Ethereum is a decentralized open-source blockchain that supports smart contracts. After completing the merge, Ethereum switched from PoW to PoS. ETH is mined at a constant rate of 18 million per year, regardless of the total supply. There is no limit on emissions, but a deflationary burning mechanism is applied. Furthermore, the cost of ETH is determined by the specifics of smart contracts. 

The protocol is designed so that the supply of ETH ranges between 120 and 125 million coins (122.3 million ETH press time). However, we cannot be certain that these figures are correct due to the pre-mine.

Monero (XMR)

Monero (XMR) is a decentralized anonymous cryptocurrency that runs on a PoW blockchain. Monero employs a ring signature as well as a hidden address algorithm. The platform uses a combination of the sender's account keys and the public keys on the blockchain to create a ring signature. This procedure ensures the confidentiality of any network transaction. 

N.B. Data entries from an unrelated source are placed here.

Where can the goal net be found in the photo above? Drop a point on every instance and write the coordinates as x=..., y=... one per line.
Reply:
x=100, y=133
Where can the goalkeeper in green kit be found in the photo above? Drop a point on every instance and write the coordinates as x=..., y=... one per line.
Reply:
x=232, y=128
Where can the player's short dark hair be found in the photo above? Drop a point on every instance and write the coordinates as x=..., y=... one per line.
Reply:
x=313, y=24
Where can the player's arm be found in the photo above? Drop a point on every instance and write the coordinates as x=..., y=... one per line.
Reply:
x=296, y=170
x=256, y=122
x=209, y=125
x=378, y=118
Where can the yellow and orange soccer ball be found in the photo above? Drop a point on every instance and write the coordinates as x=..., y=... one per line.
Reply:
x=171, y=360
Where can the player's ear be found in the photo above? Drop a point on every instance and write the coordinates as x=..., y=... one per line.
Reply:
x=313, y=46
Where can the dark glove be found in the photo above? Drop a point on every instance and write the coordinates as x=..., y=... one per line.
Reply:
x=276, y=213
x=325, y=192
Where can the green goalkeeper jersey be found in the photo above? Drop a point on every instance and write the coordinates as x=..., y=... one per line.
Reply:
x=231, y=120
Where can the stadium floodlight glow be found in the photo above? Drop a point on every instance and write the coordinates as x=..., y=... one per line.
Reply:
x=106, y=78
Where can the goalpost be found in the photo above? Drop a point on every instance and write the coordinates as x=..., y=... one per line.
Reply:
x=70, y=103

XMR emissions are still not subject to any limits. But it has a mining rate limit to prevent uncontrolled mining. The rate of coin generation slows as supply increases. When the total supply reaches 18 million coins, the rate will remain constant at 0.6 XMR per minute, or 315,360 coins per year. This indicates that the XMR supply will eventually reach 21 million coins, similar to Bitcoin, in about 9.5 years. After that, it is planned to freeze the offer at this value. However, it is unclear how this will be accomplished, whether by burning or abandoning mining.

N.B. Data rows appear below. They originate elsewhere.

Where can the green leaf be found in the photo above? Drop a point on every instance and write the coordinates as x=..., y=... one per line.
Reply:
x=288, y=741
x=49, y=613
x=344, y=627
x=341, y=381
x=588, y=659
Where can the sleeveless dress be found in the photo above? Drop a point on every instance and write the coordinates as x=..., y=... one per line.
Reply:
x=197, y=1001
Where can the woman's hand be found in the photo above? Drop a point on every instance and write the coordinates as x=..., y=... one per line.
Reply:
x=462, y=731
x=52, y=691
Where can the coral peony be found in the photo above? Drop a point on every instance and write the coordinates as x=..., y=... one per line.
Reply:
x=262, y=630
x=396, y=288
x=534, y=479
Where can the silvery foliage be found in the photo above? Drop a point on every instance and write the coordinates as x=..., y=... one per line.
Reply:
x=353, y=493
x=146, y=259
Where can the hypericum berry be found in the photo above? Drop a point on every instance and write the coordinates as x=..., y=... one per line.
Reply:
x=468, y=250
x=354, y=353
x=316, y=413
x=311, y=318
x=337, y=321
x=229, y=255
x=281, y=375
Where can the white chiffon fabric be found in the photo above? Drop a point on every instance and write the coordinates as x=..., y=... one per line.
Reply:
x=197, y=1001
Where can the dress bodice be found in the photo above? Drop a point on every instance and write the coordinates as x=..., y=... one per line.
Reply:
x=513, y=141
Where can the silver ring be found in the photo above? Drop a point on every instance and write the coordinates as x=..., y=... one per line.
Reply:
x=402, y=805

By the way, calculations show that it will take 120 years before the last bitcoin is mined.

EOS

The EOS coin is a native cryptocurrency of the EOSIO decentralized application platform, which runs on a blockchain that uses the original DPoS consensus algorithm. According to the project's official website, 1 billion coins were released into the circulation during the presale (2017–2018), with 90% going to early investors and 10% going to developers. There are currently less than 1.1 billion EOS in circulation. The small increase in the number of circulating coins is due to a protocol limitation: the total supply cannot be increased by more than 5% per year.

The block reward is also regulated by limiting the growth in the total supply. Otherwise, the EOS mining process would get out of control very soon because this coin belongs to energy-efficient cryptocurrencies.

Dogecoin (DOGE)

Dogecoin (DOGE) is a Bitcoin fork with several significant differences in the source code. However, its mining process is similar to that of BTC.

Dogecoin is an inflationary currency because it does not have a fixed coin supply. Though it wasn't always that way.

DOGE was created with a fixed coin cap of 100 billion and a block reward of 100,000 coins until 600,000 blocks were mined. However, the developers of Dogecoin decided to change the protocol at the beginning of 2014, three months prior to the payment of the last reward to miners. They enabled unlimited emission while maintaining a fixed level of the block reward of 10,000 coins per block. As a result, Dogecoin has evolved into a deflationary currency with a gradually declining inflation rate (3.6% in 2024, 3% in 2030, and 1.5% in 2065).

Stablecoins

Stablecoins are cryptocurrencies that are pegged to the value of fiat currencies:

● the U.S. dollar (USDT, USDC, BUSD, DAI);

● euro (EURT);

● yuan (BitCNY);

● the Japanese yen (JPYT).

They are backed by infinite reserves of the base currency. The tokenized counterparts linked to fiat money do not have a hard supply limit because the issuance of fiat money is governed by market laws and Central Bank directives. The number of stablecoins in circulation is solely determined by their demand on the cryptocurrency market.

It is more important for cryptocurrencies of this type to keep the price stable to maintain the pegging to the fiat asset. If the price of the stablecoins falls below the underlying asset, the issuing company redeems them through the arbitration system and converts them back to the fiat currency. The token's price increases as the supply is reduced. If the stablecoin's price rises, the situation reverses.